Split Out Your Coding for Chronic Kidney Disease

There have been some ICD-9 coding changes for chronic kidney disease (CKD) medical billing. In mid-2006, CMS revamped the CKD diagnosis coding section and now, if your practice treats a patient that suffers from CKD, you will need to use one of the stage specific codings the 585.1-585.5 series.

Here are the CKD diagnosis codes that CMS wants you to use in 2006:

* 585.1–Chronic kidney disease, stage I. Use this code for patients who have kidney damage with normal or increased glomerular filtration rate (GFR), greater than or equal to 90 ml/min/1.73m.

* 585.2–… stage II (mild). This code represents kidney damage with mild decrease in GFR, 60-89 ml/min/1.73m.

* 585.3–… stage III (moderate). List this code when the patient has a moderate decrease in GFR, 30-59 ml/min/1.73m.

* 585.4–… stage IV (severe). In this case, there has been a severe decrease in GFR, 15-29 ml/min/1.73m.

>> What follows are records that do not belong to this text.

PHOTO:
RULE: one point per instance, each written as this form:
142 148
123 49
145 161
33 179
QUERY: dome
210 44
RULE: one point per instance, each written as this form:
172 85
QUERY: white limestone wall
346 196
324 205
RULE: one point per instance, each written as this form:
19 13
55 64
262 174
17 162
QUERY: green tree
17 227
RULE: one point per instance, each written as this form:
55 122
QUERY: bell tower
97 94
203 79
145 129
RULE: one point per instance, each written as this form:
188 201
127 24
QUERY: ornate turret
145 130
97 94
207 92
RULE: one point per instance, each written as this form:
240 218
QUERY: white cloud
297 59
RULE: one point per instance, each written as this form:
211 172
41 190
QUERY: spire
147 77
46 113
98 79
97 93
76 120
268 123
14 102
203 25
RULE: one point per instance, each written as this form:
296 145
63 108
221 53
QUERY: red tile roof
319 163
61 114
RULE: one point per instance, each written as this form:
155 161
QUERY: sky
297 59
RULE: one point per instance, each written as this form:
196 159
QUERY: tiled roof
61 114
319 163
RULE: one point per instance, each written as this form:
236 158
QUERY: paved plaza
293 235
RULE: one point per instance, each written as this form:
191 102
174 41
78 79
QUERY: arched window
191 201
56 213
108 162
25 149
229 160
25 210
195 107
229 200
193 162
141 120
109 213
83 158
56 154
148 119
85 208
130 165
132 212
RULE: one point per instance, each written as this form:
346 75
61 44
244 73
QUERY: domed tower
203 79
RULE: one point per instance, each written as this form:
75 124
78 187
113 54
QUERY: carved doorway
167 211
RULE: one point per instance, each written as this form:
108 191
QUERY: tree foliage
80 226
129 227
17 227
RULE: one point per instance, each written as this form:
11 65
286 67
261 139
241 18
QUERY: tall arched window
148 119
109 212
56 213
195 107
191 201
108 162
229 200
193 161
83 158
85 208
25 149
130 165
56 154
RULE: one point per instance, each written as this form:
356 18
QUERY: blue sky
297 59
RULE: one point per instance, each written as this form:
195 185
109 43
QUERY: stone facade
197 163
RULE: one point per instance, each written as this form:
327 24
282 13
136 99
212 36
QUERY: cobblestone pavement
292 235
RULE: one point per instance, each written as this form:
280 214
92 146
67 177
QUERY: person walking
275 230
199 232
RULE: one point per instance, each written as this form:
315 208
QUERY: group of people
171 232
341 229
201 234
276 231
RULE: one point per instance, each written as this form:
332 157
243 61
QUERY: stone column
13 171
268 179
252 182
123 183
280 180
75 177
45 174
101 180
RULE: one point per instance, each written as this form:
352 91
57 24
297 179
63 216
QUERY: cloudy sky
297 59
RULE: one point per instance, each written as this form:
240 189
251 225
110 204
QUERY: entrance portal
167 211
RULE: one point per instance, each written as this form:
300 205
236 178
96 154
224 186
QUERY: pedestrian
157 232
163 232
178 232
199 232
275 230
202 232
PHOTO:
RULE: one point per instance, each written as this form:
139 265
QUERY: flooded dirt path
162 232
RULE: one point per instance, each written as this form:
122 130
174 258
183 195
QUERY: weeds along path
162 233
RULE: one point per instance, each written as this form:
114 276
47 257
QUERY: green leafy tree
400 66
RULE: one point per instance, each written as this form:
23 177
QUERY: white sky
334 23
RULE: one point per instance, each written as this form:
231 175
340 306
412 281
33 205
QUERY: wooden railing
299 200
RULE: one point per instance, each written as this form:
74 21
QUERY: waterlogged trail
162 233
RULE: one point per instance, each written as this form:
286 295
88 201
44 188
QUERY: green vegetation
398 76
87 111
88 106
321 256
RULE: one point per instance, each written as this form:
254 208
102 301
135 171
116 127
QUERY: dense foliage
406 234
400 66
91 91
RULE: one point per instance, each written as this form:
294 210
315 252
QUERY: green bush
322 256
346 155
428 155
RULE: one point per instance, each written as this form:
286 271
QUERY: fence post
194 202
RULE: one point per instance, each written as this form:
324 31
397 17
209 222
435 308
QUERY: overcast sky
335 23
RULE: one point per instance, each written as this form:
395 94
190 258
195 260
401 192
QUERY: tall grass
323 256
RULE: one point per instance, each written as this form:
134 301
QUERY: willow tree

* 585.5–… stage V. You’ll need this code for two conditions: kidney damage with GFR of less than 15 ml/min/1.73m, or kidney failure with GFR less than 15 ml/min/1.73m (if the patient isn’t on dialysis).

A quick medical billing tip to get these codings committed to memory quickly is to notice that the 585 category’s fourth digits simply specify in chronological order the five CKD stages from least severity (stage I) to greatest (stage V). So, if the medical notes say the patient has stage IV CKD, you would list code 585.4.